Lily imagines a life in which Severus never left her. In which he was sorted into Ravenclaw (because as much as he is - was - her friend, she knows he's not a Gryffindor), or had never made friends with Avery and Mulciber.

She knows it's silly, but after thinking and thinking for days on end, she half expects Severus, smile on his face, to walk up the drive like they'd never fallen out at all. It would be the right choice, she thinks, for him to leave the Death Eaters, even this late in the war. And she would welcome him back, after all this time - of course she would. Because they'd been friends. The best of friends.

Would James accept him too? Or would he hate him again?

Waiting by the window, not knowing why she's doing it at all, wondering if she's finally gone crazy in this little cottage.
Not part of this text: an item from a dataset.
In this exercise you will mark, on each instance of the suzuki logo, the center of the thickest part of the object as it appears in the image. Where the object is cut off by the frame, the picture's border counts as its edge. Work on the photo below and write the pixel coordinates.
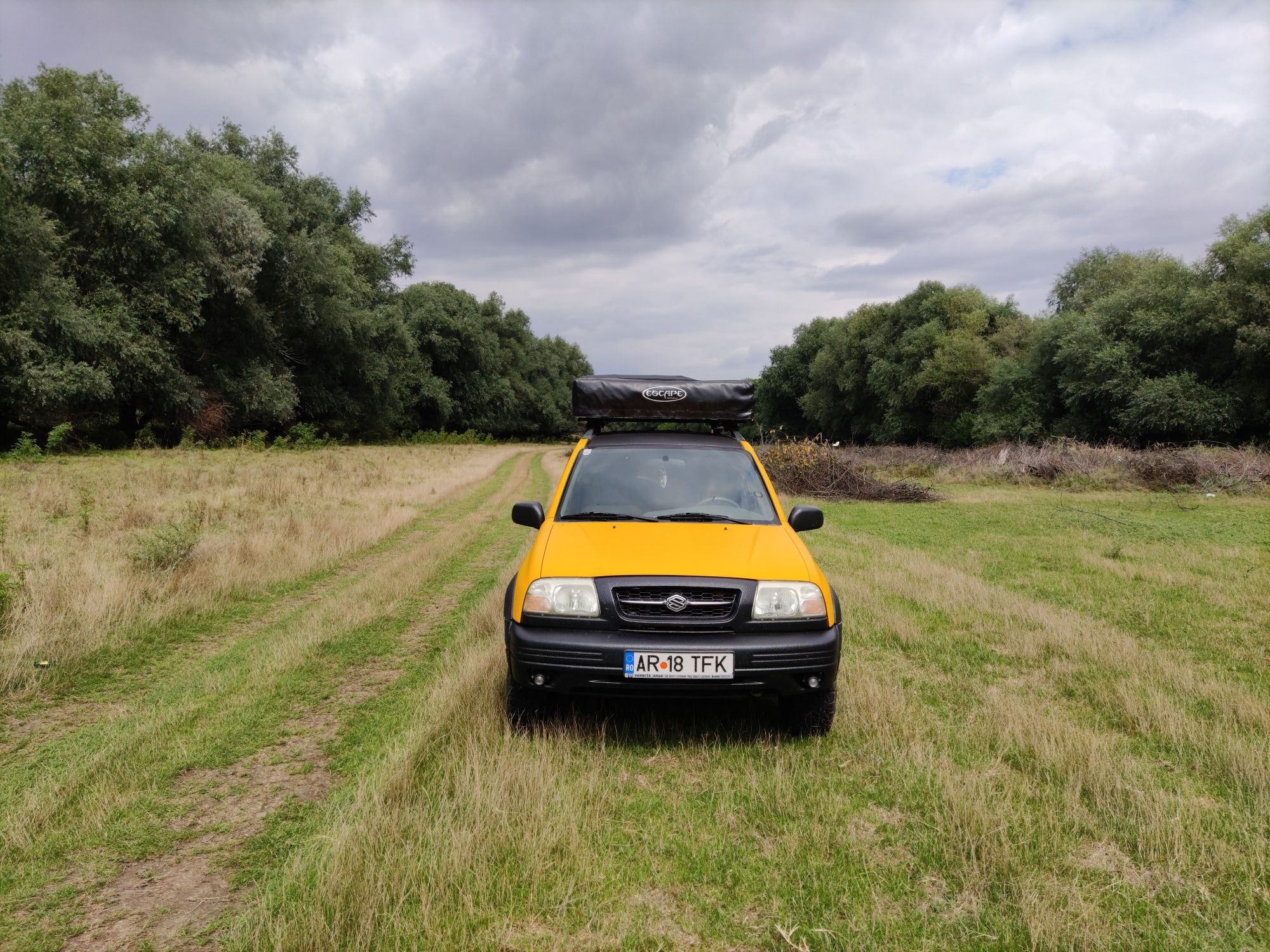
(665, 395)
(676, 602)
Waiting and waiting, for a different Severus to knock on the door.


XIX

Waiting for you to return


No-one returns from the dead.

Lily. Oh, his beautiful Lily with fiery hair and a short fuse. A short life.

Dead. Gone. Killed by the Dark Lord. Could he have done something? Done anything?

He had begged and pleaded with Professor Dumbledore, until finally he had been assured that Lily Evans - Lily Potter (Lily Snape, he thought) - was safe. Safe. Did that count for nothing?

And Potter. James Potter, who had always been clever and brave and terrible … why didn't he do anything? Why didn't he save her?

Severus would've saved her. He would've.

What's left now? There are the broken remains of an unneeded Order of the Phoenix, the members of which Severus never liked anyway; there are the Death Eaters with no leader; there is a life without Lily Potter. Nothing left. Nothing left for Severus Snape.

He thinks whimsical thoughts about if the Dark Lord or Lily had survived, but there's no space for speculations, what-ifs and yearning, because something has gone. Something important has left Severus, and he is utterly alone. Alone and crying and utterly unloved.

Alone, crying, utterly unloved, and waiting for Lily to come back to hold him. But she won't. Nothing can be fixed any more.


Waiting no longer.

Lily's not waiting anymore. She is gone. Her mind scattered to every inch of the earth, brushing through the air, while her heart lies unbeating in her cold corpse, her fiery hair fading to grey, her green eyes long dulled.

She never got the things she waited for, and she never will.